Deon Klein, Plumstead
My experience was exactly the same as Linda Pollard’s.
We had no advance warning of Frogfoot coming to install fibre cables in our area.
Three weeks’ prior to their arrival, I had spent a substantial amount of money rehabilitating the pavement bordering my property.
When the foreman / supervisor arrived to dig the holes, I refused to let them start any work until a senior person inspected the site prior to digging. Only at this stage was a letter placed in my letterbox.
Regarding rehabilitation to the original state, neither Frogfoot nor Vumatel, who installed cabling previously, have been successful in doing so.
I have attached some photos taken on Monday October 7 of the situation in Students Way and Windsor Road where there is unfinished work many weeks after Frogfoot left the area.

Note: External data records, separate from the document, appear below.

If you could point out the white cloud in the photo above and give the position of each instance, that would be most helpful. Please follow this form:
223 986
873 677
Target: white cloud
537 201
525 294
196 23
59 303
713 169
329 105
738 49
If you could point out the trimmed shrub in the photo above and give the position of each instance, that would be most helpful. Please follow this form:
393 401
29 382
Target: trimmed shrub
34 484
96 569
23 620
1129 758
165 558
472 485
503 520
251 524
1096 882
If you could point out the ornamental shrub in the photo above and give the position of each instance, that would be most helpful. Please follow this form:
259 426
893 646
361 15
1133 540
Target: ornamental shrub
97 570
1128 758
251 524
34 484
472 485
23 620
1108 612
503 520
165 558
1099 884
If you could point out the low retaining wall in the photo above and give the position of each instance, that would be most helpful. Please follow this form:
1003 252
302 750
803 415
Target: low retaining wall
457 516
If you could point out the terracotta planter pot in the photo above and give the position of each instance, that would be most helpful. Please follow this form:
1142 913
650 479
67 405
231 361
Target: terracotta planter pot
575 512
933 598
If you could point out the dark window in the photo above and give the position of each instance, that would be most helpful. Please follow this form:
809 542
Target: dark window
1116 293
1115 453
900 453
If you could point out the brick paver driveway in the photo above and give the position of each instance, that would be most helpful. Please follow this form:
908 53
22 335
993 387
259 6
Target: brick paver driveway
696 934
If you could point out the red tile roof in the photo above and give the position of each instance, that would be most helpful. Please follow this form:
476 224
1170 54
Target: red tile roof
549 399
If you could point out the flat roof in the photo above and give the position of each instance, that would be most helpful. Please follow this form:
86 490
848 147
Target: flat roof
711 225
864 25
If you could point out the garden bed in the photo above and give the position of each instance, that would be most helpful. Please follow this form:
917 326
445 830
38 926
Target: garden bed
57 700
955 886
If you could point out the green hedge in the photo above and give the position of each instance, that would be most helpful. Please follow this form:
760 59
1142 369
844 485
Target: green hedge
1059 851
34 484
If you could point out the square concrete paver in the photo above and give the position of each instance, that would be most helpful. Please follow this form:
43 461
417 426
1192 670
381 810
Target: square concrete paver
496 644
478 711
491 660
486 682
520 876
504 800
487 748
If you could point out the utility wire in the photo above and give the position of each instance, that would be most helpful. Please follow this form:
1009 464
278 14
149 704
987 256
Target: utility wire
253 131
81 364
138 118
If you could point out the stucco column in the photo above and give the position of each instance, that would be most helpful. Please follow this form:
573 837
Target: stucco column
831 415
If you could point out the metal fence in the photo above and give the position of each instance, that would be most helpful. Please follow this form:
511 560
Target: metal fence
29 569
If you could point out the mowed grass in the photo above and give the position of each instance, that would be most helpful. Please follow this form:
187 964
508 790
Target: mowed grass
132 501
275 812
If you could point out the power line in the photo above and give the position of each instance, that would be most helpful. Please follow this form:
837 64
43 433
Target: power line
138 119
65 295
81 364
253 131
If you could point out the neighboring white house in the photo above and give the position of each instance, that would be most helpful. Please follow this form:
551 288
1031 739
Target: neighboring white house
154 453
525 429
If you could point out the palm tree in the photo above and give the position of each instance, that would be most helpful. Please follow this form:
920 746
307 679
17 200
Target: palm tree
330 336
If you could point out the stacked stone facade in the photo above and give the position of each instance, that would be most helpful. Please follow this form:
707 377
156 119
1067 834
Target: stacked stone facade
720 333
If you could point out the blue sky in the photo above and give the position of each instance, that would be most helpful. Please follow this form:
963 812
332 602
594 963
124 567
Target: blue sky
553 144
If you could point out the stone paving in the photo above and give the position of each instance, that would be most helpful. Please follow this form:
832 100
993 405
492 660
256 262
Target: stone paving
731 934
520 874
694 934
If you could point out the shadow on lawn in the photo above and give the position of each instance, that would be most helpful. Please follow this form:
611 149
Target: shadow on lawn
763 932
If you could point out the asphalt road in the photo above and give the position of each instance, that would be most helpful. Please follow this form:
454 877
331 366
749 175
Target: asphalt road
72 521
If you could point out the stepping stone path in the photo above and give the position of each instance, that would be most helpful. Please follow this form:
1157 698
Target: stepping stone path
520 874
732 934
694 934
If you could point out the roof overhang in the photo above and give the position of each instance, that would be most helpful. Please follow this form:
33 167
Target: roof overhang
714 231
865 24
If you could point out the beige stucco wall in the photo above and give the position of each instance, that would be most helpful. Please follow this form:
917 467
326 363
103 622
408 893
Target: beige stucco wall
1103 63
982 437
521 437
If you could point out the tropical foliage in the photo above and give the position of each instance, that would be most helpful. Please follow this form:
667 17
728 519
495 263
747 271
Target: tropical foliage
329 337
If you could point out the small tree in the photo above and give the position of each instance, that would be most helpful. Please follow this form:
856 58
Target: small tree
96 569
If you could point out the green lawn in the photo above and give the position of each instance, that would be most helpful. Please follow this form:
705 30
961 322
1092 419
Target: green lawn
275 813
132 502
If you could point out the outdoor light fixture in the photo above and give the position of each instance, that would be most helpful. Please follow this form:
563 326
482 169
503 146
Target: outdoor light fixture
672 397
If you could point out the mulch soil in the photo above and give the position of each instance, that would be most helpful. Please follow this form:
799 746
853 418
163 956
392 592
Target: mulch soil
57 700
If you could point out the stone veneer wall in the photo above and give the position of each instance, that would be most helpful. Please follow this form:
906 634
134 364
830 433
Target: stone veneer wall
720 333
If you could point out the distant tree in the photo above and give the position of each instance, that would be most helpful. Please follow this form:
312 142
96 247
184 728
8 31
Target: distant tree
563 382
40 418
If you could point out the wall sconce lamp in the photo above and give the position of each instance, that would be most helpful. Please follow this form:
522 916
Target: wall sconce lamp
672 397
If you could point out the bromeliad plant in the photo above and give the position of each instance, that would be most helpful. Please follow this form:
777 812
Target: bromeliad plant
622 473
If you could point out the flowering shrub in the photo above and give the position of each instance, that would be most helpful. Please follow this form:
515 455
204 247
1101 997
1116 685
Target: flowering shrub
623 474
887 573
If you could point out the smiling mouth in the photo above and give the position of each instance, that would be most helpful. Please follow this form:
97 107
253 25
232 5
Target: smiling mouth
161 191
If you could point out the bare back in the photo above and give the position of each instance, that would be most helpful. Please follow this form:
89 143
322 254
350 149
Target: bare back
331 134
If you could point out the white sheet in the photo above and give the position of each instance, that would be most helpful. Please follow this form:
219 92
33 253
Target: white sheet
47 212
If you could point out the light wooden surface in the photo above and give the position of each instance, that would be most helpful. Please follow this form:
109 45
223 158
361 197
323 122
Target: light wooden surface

Roger Gunning, regional project manager, Frogfoot Western Cape, responds:
Please be advised that a letter-drop was done to every residence in the area. A lot of the time, residents do not check their post as regularly as they used to with the onset of emails.
Trenching is being conducted on the road reserve for which Frogfoot has City of Cape Town approval by means of wayleaves and permits.
Each resident in the entire area is entitled to have a choice of fibre provider, and, unfortunately, to install our network, the road reserve will have to be dug up. The trench-line should be reinstated within two to three days and the 1m-hole is a requirement to drill underneath the road.
The reason this hole remains open for a length of time is a requirement from consulting engineers who inspect the launch and exit depths for the drill and it is a check for any existing infrastructure.
The entire area is ‘’work in progress” and the road reserve will be reinstated ‘’as before’’.
The entire area is regularly inspected by the consulting engineers as well as council’s Transport and Urban Development Authority.